The onset of the neonatal type of nonketotic hyperglycinaemia is typically in the first few days of life, with stupor, hypotonia, seizures, multifocal myoclonus, hiccups, and finally episodes of apnoea and coma.4 Most patients die in the neonatal period or within the first year. The few survivors have hyperreflexia, frequent hiccupping, myoclonic seizures, and severe psychomotor retardation.5

Because of its clinical course, the incidence of the neonatal type of NKH may be underestimated as a result of early death before the condition is being recognised. It is important that we keep in mind the possibility of inborn errors of metabolism when there is unexplained disturbance of sensorium and recurrent seizure in the early neonatal period.

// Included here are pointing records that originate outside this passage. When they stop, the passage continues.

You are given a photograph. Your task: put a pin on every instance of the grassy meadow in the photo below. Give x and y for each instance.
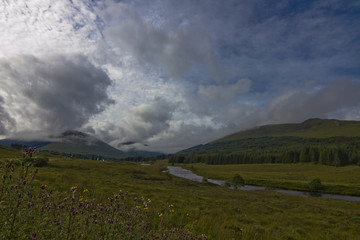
(336, 180)
(174, 208)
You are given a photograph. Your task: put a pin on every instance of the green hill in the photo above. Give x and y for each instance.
(327, 141)
(80, 144)
(312, 128)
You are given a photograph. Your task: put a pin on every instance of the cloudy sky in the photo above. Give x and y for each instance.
(168, 74)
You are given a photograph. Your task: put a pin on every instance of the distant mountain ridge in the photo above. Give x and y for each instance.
(327, 141)
(311, 128)
(79, 143)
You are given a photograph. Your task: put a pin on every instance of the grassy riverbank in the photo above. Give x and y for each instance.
(203, 208)
(336, 180)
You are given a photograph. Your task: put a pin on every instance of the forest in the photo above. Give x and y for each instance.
(334, 151)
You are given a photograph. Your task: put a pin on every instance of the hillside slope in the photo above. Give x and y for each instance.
(78, 143)
(312, 128)
(330, 142)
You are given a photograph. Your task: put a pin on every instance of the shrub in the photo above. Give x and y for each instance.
(41, 162)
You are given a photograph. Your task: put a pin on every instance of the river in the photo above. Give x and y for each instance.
(187, 174)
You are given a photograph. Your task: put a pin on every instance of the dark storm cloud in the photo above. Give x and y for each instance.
(52, 93)
(6, 122)
(299, 105)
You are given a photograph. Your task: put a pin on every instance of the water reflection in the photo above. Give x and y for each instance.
(187, 174)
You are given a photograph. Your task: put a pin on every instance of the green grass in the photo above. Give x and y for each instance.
(217, 212)
(337, 180)
(312, 128)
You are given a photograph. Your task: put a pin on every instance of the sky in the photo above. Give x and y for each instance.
(165, 75)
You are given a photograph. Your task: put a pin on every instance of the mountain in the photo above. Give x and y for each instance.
(328, 141)
(312, 128)
(78, 143)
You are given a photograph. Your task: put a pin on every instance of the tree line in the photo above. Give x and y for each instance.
(339, 151)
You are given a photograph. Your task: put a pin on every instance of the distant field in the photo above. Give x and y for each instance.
(217, 212)
(340, 180)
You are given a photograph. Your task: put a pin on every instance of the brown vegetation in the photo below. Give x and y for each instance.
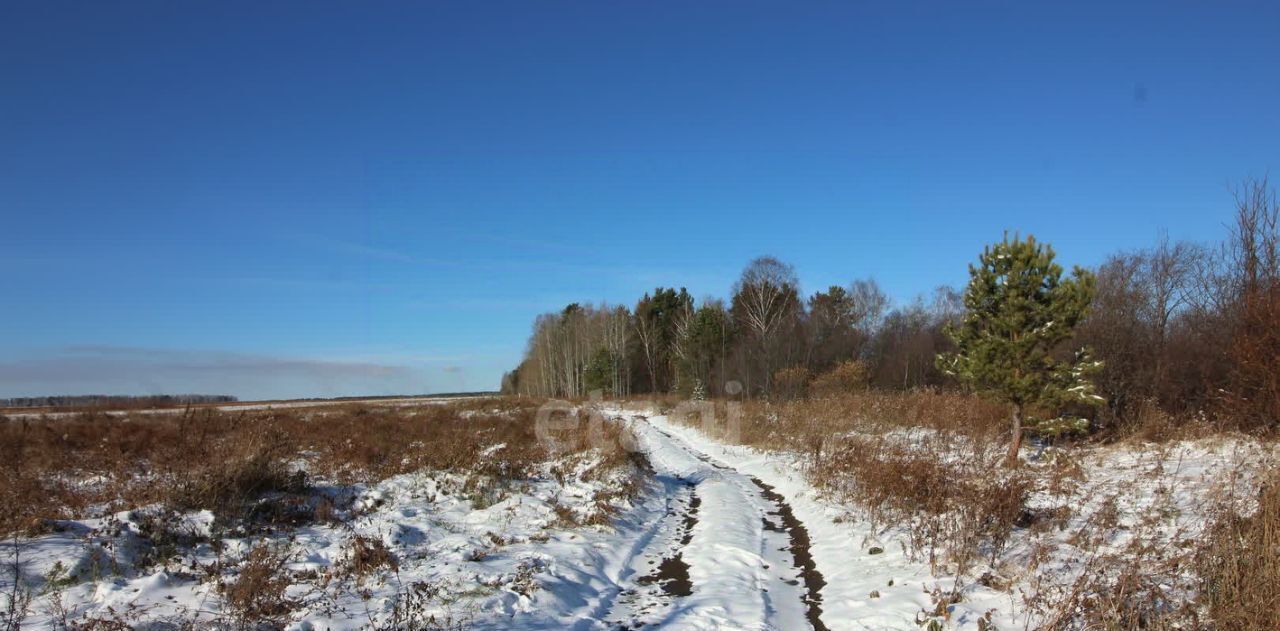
(242, 465)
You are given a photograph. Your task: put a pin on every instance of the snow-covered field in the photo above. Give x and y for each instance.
(250, 406)
(705, 535)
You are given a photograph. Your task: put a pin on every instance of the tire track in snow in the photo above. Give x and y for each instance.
(734, 565)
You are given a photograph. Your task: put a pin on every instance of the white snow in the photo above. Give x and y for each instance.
(504, 557)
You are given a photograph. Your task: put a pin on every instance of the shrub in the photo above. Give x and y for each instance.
(791, 383)
(846, 378)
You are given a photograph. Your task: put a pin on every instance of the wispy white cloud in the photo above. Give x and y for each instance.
(135, 370)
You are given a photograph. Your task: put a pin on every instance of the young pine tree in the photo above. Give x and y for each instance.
(1019, 309)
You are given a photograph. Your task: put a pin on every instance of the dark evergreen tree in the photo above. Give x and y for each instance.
(1019, 310)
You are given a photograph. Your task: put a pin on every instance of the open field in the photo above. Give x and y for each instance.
(240, 406)
(874, 511)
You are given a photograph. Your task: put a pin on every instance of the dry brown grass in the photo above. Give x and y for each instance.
(257, 595)
(242, 465)
(1239, 565)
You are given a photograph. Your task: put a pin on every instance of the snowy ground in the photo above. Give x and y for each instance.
(250, 406)
(717, 536)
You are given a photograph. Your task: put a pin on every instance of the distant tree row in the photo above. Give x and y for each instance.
(1179, 328)
(670, 342)
(115, 399)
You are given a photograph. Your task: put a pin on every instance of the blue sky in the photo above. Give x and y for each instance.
(321, 199)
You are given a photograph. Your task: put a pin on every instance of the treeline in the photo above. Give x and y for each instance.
(1180, 328)
(766, 338)
(115, 401)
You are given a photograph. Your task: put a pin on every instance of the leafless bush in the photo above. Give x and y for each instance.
(257, 595)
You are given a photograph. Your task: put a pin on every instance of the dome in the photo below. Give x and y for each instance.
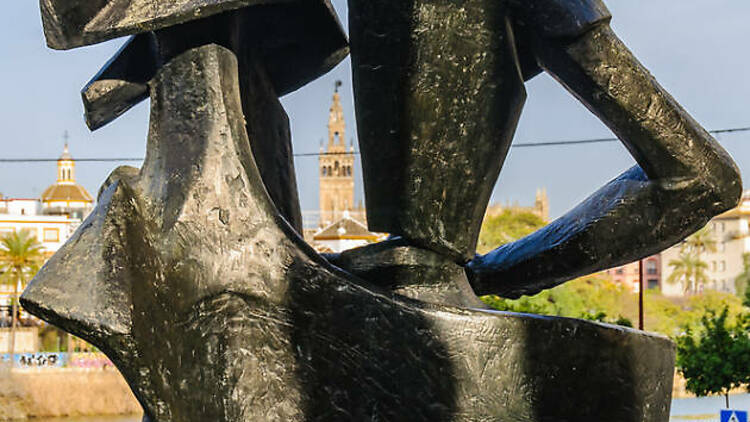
(66, 193)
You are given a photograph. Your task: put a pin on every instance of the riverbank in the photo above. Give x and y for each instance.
(64, 392)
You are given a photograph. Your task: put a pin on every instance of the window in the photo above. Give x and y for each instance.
(51, 235)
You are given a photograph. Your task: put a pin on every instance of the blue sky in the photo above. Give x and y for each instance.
(696, 49)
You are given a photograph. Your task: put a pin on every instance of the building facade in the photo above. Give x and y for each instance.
(336, 166)
(52, 219)
(628, 275)
(731, 235)
(65, 196)
(540, 207)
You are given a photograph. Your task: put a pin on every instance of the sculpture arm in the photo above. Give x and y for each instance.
(683, 177)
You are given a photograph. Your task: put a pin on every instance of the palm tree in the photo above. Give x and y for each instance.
(20, 257)
(690, 270)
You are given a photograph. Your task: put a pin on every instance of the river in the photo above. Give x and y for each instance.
(704, 409)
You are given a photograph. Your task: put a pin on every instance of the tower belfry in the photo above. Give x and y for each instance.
(336, 165)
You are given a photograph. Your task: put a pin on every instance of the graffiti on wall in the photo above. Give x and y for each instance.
(58, 360)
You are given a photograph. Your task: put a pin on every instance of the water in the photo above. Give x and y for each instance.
(704, 409)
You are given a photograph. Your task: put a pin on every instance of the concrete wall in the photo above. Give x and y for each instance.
(64, 392)
(27, 340)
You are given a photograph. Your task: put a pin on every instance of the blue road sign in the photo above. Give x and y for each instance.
(733, 416)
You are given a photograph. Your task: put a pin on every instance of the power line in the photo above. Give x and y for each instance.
(319, 154)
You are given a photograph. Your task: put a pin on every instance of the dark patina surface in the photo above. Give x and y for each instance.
(190, 273)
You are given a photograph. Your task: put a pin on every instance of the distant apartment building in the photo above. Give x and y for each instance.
(540, 207)
(732, 237)
(628, 275)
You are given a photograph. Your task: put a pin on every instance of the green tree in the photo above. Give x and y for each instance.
(714, 360)
(689, 270)
(20, 257)
(506, 227)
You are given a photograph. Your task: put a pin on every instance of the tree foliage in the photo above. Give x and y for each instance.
(20, 257)
(715, 358)
(593, 298)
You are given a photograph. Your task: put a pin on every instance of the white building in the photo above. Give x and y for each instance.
(52, 219)
(344, 234)
(730, 231)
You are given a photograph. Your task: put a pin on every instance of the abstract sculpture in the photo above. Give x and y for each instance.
(190, 273)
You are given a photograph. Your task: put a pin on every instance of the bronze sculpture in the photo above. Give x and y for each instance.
(191, 276)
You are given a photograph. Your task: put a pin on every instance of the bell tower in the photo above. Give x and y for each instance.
(336, 166)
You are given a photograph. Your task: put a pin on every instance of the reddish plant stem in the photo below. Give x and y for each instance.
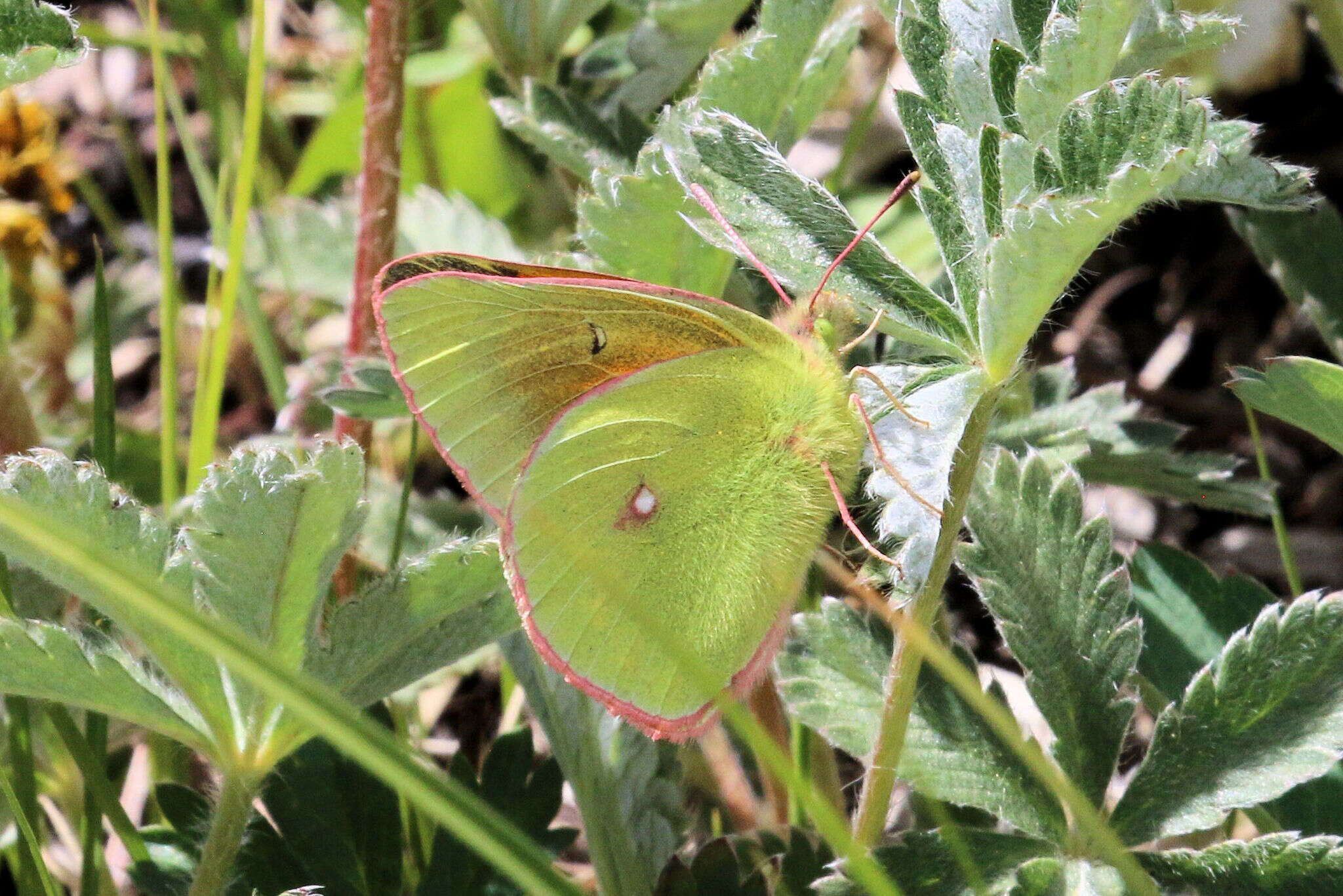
(379, 182)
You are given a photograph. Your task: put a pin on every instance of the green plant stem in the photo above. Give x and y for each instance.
(104, 387)
(1284, 541)
(1102, 838)
(169, 305)
(228, 827)
(405, 507)
(880, 781)
(205, 423)
(1329, 15)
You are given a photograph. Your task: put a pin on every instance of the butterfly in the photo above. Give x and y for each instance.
(661, 465)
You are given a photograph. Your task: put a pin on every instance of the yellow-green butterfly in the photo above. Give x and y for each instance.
(653, 458)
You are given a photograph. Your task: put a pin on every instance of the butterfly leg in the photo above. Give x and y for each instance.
(894, 402)
(885, 463)
(848, 519)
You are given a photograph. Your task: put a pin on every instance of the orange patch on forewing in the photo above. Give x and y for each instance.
(639, 508)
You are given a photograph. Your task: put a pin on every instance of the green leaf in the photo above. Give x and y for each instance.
(1119, 148)
(626, 786)
(830, 676)
(82, 500)
(1230, 172)
(1270, 865)
(1067, 878)
(780, 75)
(1300, 250)
(1262, 718)
(934, 863)
(1060, 595)
(797, 229)
(429, 613)
(920, 445)
(35, 37)
(525, 793)
(1098, 431)
(339, 823)
(1303, 391)
(1079, 49)
(45, 661)
(567, 129)
(264, 536)
(1163, 33)
(668, 45)
(528, 35)
(1188, 613)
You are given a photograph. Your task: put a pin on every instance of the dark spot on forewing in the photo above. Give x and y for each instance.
(598, 338)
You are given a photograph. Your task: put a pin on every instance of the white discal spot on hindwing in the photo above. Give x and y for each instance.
(641, 507)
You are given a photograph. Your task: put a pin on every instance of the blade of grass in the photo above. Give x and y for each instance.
(1284, 541)
(104, 389)
(137, 593)
(169, 305)
(205, 422)
(96, 781)
(1102, 840)
(29, 836)
(105, 454)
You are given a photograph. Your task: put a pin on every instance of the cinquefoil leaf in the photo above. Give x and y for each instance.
(1262, 718)
(1060, 595)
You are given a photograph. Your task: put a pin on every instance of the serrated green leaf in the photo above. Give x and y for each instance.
(45, 661)
(830, 676)
(264, 536)
(668, 45)
(920, 444)
(339, 823)
(1077, 51)
(1300, 250)
(1270, 865)
(1232, 174)
(1163, 33)
(1188, 613)
(797, 229)
(528, 35)
(35, 37)
(79, 496)
(1005, 65)
(566, 128)
(626, 786)
(926, 864)
(1119, 148)
(761, 78)
(430, 612)
(1060, 596)
(1264, 716)
(1303, 391)
(1098, 431)
(520, 789)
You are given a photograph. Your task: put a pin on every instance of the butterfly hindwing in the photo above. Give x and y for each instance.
(676, 507)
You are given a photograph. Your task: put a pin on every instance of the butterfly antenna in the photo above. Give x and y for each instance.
(848, 519)
(885, 463)
(702, 197)
(904, 187)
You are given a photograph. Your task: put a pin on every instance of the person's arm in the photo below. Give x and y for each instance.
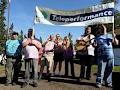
(105, 29)
(115, 40)
(36, 43)
(25, 42)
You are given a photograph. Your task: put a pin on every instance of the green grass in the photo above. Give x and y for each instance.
(2, 68)
(116, 69)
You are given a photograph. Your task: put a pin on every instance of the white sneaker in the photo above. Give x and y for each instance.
(109, 85)
(53, 74)
(98, 85)
(59, 74)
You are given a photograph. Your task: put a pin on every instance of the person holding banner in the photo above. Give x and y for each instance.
(68, 56)
(13, 52)
(58, 53)
(47, 59)
(31, 51)
(85, 50)
(105, 57)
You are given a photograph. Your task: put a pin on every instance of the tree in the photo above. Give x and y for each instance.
(70, 38)
(40, 39)
(117, 13)
(109, 1)
(21, 36)
(3, 5)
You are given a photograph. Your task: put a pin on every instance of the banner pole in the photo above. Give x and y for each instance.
(8, 19)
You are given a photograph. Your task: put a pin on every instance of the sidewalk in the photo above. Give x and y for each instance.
(57, 83)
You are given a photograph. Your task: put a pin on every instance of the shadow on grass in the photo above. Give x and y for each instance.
(3, 79)
(72, 81)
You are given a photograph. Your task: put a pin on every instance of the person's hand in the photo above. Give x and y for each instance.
(29, 40)
(114, 35)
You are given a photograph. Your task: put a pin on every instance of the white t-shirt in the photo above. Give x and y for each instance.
(49, 45)
(90, 48)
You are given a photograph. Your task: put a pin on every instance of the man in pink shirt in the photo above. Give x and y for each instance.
(31, 51)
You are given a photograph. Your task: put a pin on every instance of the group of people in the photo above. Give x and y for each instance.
(56, 50)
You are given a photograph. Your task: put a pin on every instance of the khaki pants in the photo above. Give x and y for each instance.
(48, 60)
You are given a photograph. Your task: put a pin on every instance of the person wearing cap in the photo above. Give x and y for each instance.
(13, 48)
(31, 48)
(58, 54)
(47, 56)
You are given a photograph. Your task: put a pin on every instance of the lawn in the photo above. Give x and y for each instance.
(2, 69)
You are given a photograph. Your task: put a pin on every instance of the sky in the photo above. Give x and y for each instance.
(22, 14)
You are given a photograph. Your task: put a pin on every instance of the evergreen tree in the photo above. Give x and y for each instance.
(3, 5)
(21, 36)
(40, 39)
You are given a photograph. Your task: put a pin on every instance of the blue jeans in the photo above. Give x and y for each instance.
(31, 65)
(104, 71)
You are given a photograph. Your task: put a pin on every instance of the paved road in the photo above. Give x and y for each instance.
(57, 83)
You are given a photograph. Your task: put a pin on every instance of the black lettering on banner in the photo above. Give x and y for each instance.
(82, 17)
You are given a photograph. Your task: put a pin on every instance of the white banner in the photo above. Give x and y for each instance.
(96, 14)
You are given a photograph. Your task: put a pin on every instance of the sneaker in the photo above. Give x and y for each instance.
(59, 74)
(39, 77)
(98, 85)
(53, 74)
(14, 83)
(35, 84)
(109, 85)
(24, 85)
(87, 78)
(7, 84)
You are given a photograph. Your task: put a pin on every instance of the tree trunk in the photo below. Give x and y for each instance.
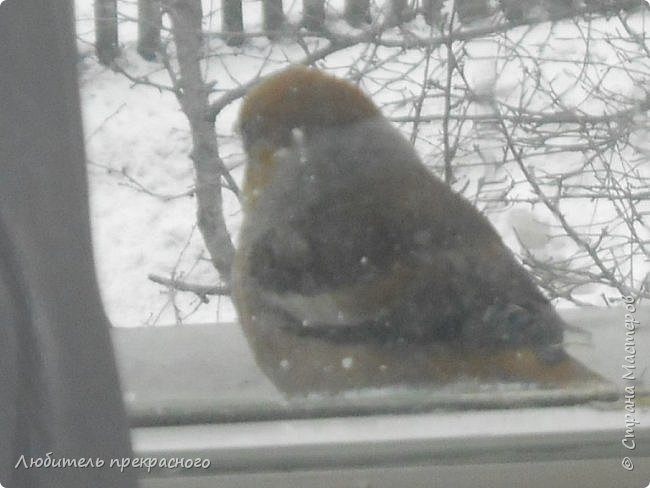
(149, 25)
(233, 22)
(106, 40)
(186, 28)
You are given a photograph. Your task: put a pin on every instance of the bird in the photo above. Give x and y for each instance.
(357, 267)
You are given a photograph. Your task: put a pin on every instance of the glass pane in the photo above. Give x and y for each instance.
(408, 212)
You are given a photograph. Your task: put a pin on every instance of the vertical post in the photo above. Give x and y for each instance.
(233, 22)
(273, 17)
(149, 25)
(106, 40)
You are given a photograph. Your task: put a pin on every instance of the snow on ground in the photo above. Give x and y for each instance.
(140, 173)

The definitive diagnosis of our patient could not be made until the amino acid in CSF was analysed quantitatively for glycine level. As the screening test of amino acidopathies performed on serum and urine was only a semi-quantitative assay carried out by thin layer chromatography, abnormal pattern of amino acids would not be detected in serum or urine as the elevation in amino acid was not dramatic (plasma glycine level 795 mmol/L, reference range 230-740). It was recognised that plasma amino acids had to be increased more than double that of normal before an abnormal pattern would be detectable on thin layer chromatography. Plasma and CSF for quantitative measurement of glycine levels, which is essential for the diagnosis of NKH, should be performed at outset when the clinical suspicion of this inherited metabolic disorder is high.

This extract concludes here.